The second thing is that it hurts the company. You are now getting rid of people who are working hard and earning money for you. To get rid of them means when works comes, there are fewer people to do it. That is a problem.
So, we went to the employees with the facts. We could reduce headcount or reduce everyone’s and I mean everyone’s salaries. As an owner and company leader, you better be right in there with whatever decision you make. That is what we decided. Everyone took a temporary 20% pay cut.
We were still not out of the woods. Even with cuts in all expense areas we were still coming up short. To stay viable, we tapped into our Line of Credit. And what secured that was the personal guarantees of each owner that once it was fully utilized, we had to all chip in and start paying it back.

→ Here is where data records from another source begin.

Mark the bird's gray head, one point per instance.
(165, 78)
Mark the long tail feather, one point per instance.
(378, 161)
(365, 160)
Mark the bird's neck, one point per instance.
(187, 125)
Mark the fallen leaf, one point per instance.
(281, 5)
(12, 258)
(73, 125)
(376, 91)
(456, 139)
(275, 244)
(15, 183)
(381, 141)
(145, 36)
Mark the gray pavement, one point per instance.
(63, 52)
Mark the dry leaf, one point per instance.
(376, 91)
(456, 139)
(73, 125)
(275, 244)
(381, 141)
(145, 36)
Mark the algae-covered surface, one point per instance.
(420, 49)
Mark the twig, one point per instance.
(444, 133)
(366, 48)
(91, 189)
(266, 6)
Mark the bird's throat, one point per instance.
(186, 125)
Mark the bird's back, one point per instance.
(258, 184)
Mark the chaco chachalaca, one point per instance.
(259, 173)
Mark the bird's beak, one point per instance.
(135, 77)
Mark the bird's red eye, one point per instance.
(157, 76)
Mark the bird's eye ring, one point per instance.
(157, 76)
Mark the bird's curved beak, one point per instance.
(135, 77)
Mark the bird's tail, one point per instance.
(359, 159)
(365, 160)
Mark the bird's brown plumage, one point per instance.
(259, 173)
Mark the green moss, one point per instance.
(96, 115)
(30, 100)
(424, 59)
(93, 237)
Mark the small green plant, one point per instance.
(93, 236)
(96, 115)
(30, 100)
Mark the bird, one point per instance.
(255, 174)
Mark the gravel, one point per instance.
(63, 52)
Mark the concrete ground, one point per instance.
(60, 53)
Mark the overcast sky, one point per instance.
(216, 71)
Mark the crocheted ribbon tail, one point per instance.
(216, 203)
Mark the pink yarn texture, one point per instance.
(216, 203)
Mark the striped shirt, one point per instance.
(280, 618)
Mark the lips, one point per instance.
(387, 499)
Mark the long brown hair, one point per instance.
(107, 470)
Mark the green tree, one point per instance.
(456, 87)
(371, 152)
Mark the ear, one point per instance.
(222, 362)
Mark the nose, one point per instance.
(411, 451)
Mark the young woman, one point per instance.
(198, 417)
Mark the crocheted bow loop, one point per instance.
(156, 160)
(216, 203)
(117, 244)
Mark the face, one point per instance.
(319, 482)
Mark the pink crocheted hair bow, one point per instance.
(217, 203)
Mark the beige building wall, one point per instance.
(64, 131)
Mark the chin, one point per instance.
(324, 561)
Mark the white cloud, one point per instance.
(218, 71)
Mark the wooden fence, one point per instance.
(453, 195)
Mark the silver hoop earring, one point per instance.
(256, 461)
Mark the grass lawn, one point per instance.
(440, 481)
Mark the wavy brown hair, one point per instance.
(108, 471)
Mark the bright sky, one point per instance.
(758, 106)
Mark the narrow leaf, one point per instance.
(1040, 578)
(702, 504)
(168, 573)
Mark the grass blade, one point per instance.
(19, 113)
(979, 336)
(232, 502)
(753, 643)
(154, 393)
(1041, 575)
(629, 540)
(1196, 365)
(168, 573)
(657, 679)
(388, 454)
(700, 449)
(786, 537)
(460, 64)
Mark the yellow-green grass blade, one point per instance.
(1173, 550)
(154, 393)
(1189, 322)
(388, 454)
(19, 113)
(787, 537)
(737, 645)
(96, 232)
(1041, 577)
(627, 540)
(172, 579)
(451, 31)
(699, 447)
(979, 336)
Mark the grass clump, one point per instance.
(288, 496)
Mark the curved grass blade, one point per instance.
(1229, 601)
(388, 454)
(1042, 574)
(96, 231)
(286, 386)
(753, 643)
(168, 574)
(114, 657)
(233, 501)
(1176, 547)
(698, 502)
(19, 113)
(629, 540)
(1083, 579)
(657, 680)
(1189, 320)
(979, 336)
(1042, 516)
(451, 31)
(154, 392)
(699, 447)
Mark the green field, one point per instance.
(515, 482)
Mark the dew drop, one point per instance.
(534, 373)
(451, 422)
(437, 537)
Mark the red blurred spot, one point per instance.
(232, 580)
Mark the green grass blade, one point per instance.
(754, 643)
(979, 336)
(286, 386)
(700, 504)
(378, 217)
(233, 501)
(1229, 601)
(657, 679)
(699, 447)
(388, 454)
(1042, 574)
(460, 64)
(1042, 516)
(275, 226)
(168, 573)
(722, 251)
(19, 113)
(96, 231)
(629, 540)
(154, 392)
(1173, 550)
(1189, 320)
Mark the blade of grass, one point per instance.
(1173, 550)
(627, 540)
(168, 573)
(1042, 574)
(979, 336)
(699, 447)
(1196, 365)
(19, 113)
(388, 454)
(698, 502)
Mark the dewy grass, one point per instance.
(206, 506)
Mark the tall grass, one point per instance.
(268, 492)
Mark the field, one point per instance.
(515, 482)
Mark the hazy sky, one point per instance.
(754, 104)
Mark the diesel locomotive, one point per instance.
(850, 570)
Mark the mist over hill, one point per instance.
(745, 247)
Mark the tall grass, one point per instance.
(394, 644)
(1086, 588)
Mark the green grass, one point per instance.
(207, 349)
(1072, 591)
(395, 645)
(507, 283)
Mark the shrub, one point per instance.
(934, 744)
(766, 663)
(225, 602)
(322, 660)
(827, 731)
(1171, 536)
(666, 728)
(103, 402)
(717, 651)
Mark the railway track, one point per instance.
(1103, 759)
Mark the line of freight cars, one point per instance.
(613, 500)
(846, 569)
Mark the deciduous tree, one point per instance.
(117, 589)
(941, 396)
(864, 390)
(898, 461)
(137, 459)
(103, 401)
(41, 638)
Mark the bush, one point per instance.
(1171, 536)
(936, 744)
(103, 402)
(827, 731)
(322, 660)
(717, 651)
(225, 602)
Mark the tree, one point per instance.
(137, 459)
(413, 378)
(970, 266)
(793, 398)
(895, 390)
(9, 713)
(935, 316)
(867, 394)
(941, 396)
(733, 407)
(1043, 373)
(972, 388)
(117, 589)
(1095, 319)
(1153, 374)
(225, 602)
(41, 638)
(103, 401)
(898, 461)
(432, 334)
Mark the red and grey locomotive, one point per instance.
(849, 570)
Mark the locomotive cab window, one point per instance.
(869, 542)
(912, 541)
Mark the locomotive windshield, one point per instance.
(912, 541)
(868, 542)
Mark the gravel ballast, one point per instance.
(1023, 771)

I tried to stay cool and calm with my fellow owners.
We met regularly to discuss where we were at and how we could generate new business. But, every night I went home and prayed, just that I had done at Crayola that things would turn out all right.
At one point, we reached 80% of the LOC maximum. We then stabilized and it didn’t grow any more. New business started to roll in. We were able to pay off the Line of Credit. Once that was done, we paid back every cent of the salary cuts that we had taken from everyone. The employees were paid first. Once they had gotten all that was owed to them, the owners were then repaid. I don’t know what other firms do or would do, but when you value those who work for you, that is the right thing to do.
So, the crisis was dealt with and we were again viable.
I lost some sleep, but it made me a firmer believer that if you address your problems in a sound way things can and will work out.
It also made me more empathetic to my clients and potential clients. You never know what “Keeps people awake at night”. But by having gone through this twice, I am better prepared to help others to get through their situations.